Saturday, March 19, 2005

The Young Hegelian

The real Young Hegelian has apparently concluded his blog. (Presumably the author hob sich auf and vanished in a puff of logic.)

However, some remarks by Charlotte Street give me occasion to speculate crudely on New York and its suitability for Hegelian philosophy. The immediate topic is the difference between thought and experience, or between representations of the future and the lived present, starting with a quotation from Bergson.
"No matter how I imagine in detail what is going to happen to me, still how inadequate, how abstract and stilted is the thing I have imagined in comparison to what actually happens! The realization brings with it an unforeseeable nothing which changes everything."

Bergson, The Possible and the Real

Scragg, a small animated acquaintance who was once mistaken for a marmoset by a child in the street, reports on her recent visit to New York –‘It was exactly as I imagined it, exactly.’ ‘Oh, come on,’ I replied, ‘nothing is exactly like you imagine it, not even the next room, isn't this the very mark of reality, that it always exceeds our imaginings?’ ‘No’, she insisted, obviously not having read Bergson, ‘I'm telling you it was just the same as the image I had of it.’ I wasn't prepared to grant this at all. ‘The only way it could have been exactly as you imagined it, I retorted, was if you'd imagined that it would exceed your image of it,’ at which point she disappeared in a puff of logic.
Charlotte Street’s metaphysical claim is probably correct. As Kant might put it, our kind of understanding is discursive—it operates by means of concepts—but our experience of the world has a non-intellectual, sensuous component that is given only in perception. This sensuous component is the empirical counterpart of the category of “reality”—that’s the upshot of the “Anticipations of Perception” chapter of KdrV. Only a deity could enjoy intellectual intuition—the spontaneous presentation of objects that are both fully empirically determinate and fully amenable to conceptual manipulation. And Scragg probably isn’t this sort of being.
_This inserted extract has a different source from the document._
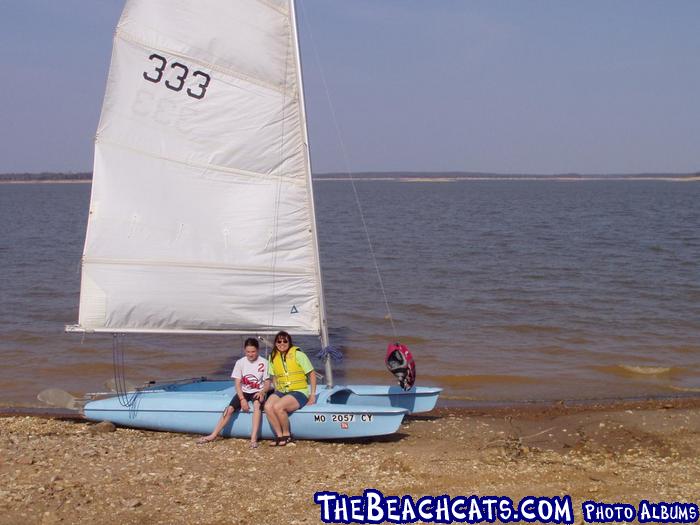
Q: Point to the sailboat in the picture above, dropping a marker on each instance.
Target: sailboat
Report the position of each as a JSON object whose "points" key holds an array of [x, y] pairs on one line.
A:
{"points": [[202, 214]]}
But if we can resist the urge to recast Scragg’s speech in an obviously unintended philosophical register so that we are finally able to put our learning to use and procure the philosopher’s buzz of robbing an ordinary speaker of their right to think—if we can resist this, we may recognize something important in what Scragg said.

The surprise that New York (well, Manhattan) is quite a bit like what one had imagined is not grounded simply in the subject. New York is uncannily like the idea of itself—so much so that through contemplation of its example I began to feel as though I understood Hegel. New York feels like the most real city because it is the most cognizable city; it is the ideal made real; it is the source of the real, as well as its symbol. It is schematized in advance to translate well into abstract representations; its urban array is as suited to our powers of knowing as, say, the alphabet, geometrical figures, or rhythms in 4/4.

In New York you feel as if you were walking around in your own mind, as if its contents were made concrete and visible, available for examination in three dimensions. The reasons for this are many and varied. The city’s narrative templates and Benjaminian character types are well-rehearsed in popular entertainment, and since the agents on the ground who reproduce these templates are also guided by them, they are able to play their parts well. Money itself conveys a sense of reality, and the massive sums required to sustain the city’s knowability are inscribed everywhere. The best restaurants, the best music, the best movie theaters, the best (new, though not used) bookstores, etc. give us what we’d always desired but couldn’t find elsewhere, or could only find in crumbling, simulacral versions; they are the immanent forms from which the shameful replicas in lesser cities derive. As many have noted—and some quite conspicuously—the city is the ultimate product of our capitalist age. It is a powerful demonstration of the value of hyperbolic accumulation of wealth and the power of semi-coerced labor. In it we feel the deepest tendencies of our form of life confirmed and justified.